Hoy doesn’t miss a beat: ‘Chris Hoy thinks that the day Chris Hoy refers to Chris Hoy in the third person is the day that Chris Hoy disappears up his own arse.’

Adored it.

‐Some music? Will offer up some final reviews from the Salzburg Festival — all published in the New York Sun. For a review of the Cleveland Orchestra, under Franz Welser-Möst, with guest soloist Mitsuko Uchida, piano, go here. For a review of Dvorak’s opera Rusalka, also under Welser-Möst, go here. For a review of a recital by Christine Schäfer, the German soprano, go here. For a review of Mozart’s opera The Magic Flute, under Riccardo Muti, go here. Finally, for a review of the Vienna Philharmonic, under Mariss Jansons, with guest soloist Elina Garanca, mezzo-soprano, go here.

And, incidentally, the current National Review has a piece of mine about Welser-Möst and Jansons — interviews with.

Go crazy . . .

‐End with some food?

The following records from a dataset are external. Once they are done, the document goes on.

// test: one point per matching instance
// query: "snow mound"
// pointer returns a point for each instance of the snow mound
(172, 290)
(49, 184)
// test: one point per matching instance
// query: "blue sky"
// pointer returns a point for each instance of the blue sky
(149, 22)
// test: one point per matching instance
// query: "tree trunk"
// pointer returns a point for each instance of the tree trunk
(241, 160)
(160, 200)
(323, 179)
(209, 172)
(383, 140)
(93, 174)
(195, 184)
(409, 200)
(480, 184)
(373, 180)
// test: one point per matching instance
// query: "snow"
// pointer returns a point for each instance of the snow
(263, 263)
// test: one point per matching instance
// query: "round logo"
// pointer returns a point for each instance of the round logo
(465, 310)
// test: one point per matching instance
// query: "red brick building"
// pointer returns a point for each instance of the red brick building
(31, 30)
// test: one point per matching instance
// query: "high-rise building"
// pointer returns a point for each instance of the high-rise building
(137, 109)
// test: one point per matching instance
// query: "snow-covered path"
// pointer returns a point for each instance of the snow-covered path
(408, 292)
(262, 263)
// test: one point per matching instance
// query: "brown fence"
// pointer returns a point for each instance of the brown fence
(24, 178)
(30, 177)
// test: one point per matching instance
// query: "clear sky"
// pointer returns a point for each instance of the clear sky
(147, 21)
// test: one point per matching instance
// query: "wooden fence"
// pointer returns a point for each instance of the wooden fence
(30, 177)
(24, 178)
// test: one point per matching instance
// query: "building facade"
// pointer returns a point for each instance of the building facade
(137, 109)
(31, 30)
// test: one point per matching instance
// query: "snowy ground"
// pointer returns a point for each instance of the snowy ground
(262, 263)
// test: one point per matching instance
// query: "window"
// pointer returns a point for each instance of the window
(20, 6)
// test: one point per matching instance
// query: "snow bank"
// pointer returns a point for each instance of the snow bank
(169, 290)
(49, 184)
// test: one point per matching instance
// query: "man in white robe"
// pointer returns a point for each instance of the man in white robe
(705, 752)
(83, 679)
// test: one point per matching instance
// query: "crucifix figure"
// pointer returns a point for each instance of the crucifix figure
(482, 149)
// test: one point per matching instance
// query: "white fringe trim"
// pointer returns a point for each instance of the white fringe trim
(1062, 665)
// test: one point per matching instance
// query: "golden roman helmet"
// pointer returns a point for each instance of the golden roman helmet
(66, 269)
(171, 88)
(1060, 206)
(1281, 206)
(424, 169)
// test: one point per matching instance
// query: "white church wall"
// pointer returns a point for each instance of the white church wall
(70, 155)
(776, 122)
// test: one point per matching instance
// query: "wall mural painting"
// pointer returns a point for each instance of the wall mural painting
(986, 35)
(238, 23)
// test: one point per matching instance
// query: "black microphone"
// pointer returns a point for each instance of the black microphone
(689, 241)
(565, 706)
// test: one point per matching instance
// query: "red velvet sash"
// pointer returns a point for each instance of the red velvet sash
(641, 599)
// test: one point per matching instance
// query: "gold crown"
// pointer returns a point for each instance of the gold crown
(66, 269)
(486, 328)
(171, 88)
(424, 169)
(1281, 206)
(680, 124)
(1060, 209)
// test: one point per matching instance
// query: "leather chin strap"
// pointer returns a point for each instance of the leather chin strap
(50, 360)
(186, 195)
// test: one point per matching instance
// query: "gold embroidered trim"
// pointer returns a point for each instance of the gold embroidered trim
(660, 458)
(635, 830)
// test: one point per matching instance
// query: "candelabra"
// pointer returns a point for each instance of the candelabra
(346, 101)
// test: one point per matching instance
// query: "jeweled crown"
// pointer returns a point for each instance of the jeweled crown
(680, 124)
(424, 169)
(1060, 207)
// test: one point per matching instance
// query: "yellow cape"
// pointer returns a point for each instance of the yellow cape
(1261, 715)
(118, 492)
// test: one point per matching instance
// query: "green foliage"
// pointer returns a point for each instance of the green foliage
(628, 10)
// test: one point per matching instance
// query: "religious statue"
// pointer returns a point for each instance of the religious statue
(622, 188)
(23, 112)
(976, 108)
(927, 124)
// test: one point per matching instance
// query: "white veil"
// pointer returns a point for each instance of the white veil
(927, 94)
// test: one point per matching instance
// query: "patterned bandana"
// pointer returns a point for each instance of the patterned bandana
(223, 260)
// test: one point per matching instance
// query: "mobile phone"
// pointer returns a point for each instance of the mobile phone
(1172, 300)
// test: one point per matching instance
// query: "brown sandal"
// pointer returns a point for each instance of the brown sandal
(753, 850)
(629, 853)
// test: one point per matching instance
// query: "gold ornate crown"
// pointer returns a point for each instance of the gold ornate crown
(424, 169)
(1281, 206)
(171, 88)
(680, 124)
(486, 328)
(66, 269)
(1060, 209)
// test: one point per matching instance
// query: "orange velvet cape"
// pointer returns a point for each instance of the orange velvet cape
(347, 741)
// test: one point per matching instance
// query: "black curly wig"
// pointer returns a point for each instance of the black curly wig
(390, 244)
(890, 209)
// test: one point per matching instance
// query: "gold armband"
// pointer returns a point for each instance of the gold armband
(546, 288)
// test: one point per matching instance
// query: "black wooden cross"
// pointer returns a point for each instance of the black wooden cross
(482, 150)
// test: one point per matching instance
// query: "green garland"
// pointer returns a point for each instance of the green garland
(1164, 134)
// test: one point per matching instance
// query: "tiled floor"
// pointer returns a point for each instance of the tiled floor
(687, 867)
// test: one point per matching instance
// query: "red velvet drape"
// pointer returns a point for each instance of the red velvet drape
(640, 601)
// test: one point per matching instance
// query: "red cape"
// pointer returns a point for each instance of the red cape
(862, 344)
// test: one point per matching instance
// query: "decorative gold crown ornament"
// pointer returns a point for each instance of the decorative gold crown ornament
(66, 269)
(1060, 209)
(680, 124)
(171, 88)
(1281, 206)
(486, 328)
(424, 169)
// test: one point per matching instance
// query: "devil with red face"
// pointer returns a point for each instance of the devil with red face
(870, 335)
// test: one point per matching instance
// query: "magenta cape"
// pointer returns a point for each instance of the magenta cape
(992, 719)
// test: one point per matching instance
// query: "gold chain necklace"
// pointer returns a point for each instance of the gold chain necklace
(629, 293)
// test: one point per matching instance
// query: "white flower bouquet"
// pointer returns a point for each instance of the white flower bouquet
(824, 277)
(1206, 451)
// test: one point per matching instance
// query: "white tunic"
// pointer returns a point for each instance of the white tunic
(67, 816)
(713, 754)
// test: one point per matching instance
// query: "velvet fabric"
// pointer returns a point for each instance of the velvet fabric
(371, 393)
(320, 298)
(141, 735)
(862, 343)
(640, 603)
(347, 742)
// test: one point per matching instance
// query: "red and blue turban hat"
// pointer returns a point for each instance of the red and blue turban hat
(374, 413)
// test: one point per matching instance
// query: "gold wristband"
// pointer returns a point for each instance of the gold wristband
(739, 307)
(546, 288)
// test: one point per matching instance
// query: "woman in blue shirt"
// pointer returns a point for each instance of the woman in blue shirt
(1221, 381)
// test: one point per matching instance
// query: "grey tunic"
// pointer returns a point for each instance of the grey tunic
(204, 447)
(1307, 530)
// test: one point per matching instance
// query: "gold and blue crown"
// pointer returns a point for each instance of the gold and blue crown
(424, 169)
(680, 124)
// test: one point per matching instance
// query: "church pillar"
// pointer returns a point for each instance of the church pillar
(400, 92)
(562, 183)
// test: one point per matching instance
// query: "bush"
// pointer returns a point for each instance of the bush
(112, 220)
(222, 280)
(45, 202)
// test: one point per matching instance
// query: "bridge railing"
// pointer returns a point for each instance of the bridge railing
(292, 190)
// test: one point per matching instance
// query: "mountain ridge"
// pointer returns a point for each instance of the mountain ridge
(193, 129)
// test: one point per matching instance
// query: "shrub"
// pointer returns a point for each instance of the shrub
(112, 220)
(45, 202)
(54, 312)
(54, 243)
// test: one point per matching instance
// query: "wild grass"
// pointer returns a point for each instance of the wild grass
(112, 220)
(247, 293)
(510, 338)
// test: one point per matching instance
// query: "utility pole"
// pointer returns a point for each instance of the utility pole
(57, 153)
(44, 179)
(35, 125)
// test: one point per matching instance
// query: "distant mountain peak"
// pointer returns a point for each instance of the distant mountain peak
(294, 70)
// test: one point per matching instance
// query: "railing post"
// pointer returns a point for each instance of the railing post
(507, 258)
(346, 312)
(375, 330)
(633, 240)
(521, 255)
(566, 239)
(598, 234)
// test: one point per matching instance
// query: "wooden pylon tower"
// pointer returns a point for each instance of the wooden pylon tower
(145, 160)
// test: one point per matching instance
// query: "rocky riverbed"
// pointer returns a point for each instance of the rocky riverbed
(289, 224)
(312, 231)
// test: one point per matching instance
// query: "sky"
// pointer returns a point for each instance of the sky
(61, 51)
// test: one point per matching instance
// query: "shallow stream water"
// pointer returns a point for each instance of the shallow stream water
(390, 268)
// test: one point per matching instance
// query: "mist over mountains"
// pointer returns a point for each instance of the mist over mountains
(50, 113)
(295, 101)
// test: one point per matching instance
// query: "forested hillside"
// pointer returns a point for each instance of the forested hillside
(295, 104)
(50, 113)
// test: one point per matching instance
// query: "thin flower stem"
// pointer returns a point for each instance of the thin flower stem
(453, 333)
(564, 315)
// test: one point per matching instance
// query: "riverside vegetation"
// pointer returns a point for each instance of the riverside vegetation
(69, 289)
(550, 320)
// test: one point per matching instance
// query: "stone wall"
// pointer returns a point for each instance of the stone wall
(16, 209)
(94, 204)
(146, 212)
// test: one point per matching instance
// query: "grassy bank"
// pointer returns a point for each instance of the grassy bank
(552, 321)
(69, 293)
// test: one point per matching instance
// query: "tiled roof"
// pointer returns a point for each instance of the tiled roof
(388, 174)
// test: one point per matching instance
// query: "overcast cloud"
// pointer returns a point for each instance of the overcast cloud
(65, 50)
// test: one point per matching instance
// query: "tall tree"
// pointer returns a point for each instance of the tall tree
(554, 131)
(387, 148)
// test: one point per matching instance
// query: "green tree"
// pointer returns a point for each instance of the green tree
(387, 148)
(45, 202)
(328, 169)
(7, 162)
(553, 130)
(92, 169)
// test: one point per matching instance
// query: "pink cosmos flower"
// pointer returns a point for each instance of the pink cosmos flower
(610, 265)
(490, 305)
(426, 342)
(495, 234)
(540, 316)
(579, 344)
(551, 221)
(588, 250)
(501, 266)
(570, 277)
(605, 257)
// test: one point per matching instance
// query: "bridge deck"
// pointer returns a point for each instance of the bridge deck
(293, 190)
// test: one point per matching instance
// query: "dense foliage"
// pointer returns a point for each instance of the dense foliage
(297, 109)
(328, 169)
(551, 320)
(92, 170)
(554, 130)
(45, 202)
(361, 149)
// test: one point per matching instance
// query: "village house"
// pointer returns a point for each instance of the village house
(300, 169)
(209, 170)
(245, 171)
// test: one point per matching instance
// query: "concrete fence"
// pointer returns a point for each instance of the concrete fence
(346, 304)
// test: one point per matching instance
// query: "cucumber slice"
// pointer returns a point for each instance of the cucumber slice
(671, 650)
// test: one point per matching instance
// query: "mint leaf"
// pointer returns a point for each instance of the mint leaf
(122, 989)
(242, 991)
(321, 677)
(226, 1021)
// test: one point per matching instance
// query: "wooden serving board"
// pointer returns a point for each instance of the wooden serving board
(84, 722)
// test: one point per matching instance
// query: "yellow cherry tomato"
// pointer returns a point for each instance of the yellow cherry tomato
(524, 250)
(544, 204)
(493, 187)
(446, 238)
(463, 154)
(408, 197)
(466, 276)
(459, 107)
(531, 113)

We don’t do much food, do we? Let’s start. Last week, I found myself at a DQ in Richfield, Minn., a suburb of the Twin Cities. (How’d I “find” myself there? Gee, I don’t know — my feet must have had a mind of their own.) And I had a Blizzard — part Oreo, part Heath Bar.

And here’s what I thought: “I have had the privilege of eating in the best restaurants of the leading gastronomical capitals of the world. And I have never, ever had anything better.”

Okay, flash forward to the next day (I believe): the Chicago airport: and I “find myself” ordering a pizza (fairly basic) from Wolfgang Puck and a brownie from the Corner Bakery. And I’m thinking: “To hell with Paris, Lyons, Vienna, Rome . . .”

(And if anyone writes to tell me to take that “s” off Lyons, I’ll ban you forever, I swear.)

‐We can’t end on a threat, can we? No. Thanks for joining me, dearhearts, and I’ll see you soon! (Go Sarah!)